Theia's approach appears to meet an emerging need.

"It does feel like we're getting toward an inflection point where developers may start writing more code in the cloud than on their desktop -- close to the infrastructure they want to run on," said Jeffrey Hammond, an analyst at Forrester Research. "It's also hard to really do disconnected development well on a desktop when you are tapping multiple cloud native services. It's this type of tight-cycle development where I could see Theia being an asset to developers."

Support for VS Code extensions

Theia uses many of the same open source software components that VS Code uses, including the terminal component and the Monaco code editor that powers VS Code, Efftinge said. Theia also natively supports VS Code extensions, including extensions for different programming languages, visual debugging and database connections.

"There are more than 16,000 [VS Code] extensions and you can put all of them into Theia, and they just work," Efftinge said.

There is a marketplace for developers to get VS Code extensions, but Microsoft does not allow access to it from outside Visual Studio.

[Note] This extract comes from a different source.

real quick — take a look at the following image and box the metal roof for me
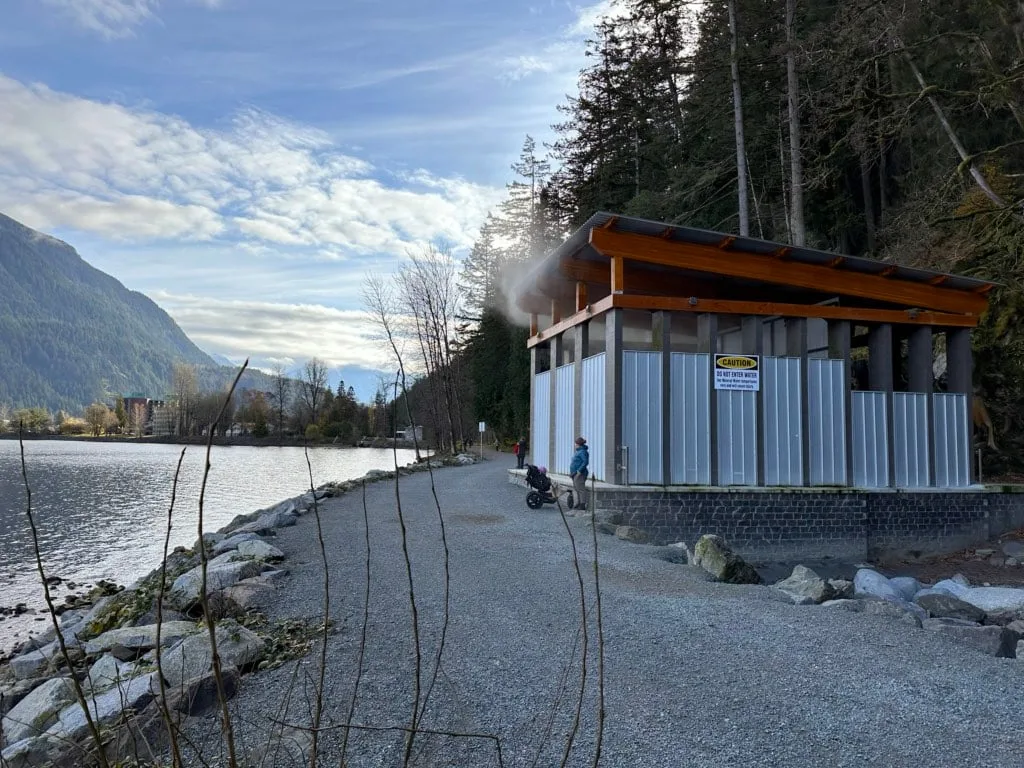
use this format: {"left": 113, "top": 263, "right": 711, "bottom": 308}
{"left": 514, "top": 211, "right": 997, "bottom": 302}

Theia 1.0 launched with a marketplace for code extensions that allows for  even non-VS Code applications to use these extensions.

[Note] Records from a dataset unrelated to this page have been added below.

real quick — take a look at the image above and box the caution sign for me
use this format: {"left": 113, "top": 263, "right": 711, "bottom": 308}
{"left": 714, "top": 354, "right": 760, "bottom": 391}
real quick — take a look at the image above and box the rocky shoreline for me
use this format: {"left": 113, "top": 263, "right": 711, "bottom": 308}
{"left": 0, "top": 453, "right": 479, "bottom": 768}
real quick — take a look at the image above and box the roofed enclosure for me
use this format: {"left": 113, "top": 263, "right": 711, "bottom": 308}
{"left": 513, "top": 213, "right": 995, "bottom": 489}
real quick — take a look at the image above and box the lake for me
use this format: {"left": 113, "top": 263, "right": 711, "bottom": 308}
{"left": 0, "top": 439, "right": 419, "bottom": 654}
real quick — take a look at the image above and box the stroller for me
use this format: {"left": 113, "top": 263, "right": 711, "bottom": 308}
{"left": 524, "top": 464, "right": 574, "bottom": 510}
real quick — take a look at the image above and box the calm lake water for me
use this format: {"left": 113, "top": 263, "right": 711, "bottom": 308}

"The extension marketplace that Microsoft runs for VS Code extensions is available only for VS Code users, not for users of derivatives of the VS Code codebase," said Todd Williams, vice president of technology at Genuitec.

A case in point: Genuitec's CodeMix product is based on VS Code and its extension model. However, CodeMix users are explicitly forbidden from using Microsoft's VS Code marketplace to install extensions into CodeMix, even if those extensions were written by a non-Microsoft third party and provided under a compatible open source license. But Theia gets Genuitec around that restriction.

Theia is Eclipse's attempt to provide a compatible fork to VS Code, complete with a universally available app store for VSX [Visual Studio Extensibility] extensions that are controlled by an OSS [open source software] community, not by Microsoft.
Todd WilliamsVice president of technology, Genuitec

"Theia is Eclipse's attempt to provide a compatible fork to VS Code, complete with a universally available app store for VSX [Visual Studio Extensibility] extensions, that are controlled by an OSS [open source software] community, not by Microsoft," Williams said. "Honestly, it's a great idea and a wonderful counterpunch to the attention that VS Code is getting at Eclipse's expense."

Gitpod DevOps IDE for GitHub

Meanwhile, Gitpod is a Theia-based online IDE, developed by TypeFox, for GitHub and GitLab that launches development environments for any project with a single click, Efftinge said. Gitpod provides a continuous development environment, he added.

"We want to complete the DevOps tool chain," Efftinge said. "Lots of people do DevOps with continuous delivery, where everything is automated. We do the same thing just for dev environments. You put the description of your development environment into your Git repository and anyone on your team can just click a button and get a fully working pre-built dev environment in a couple of seconds."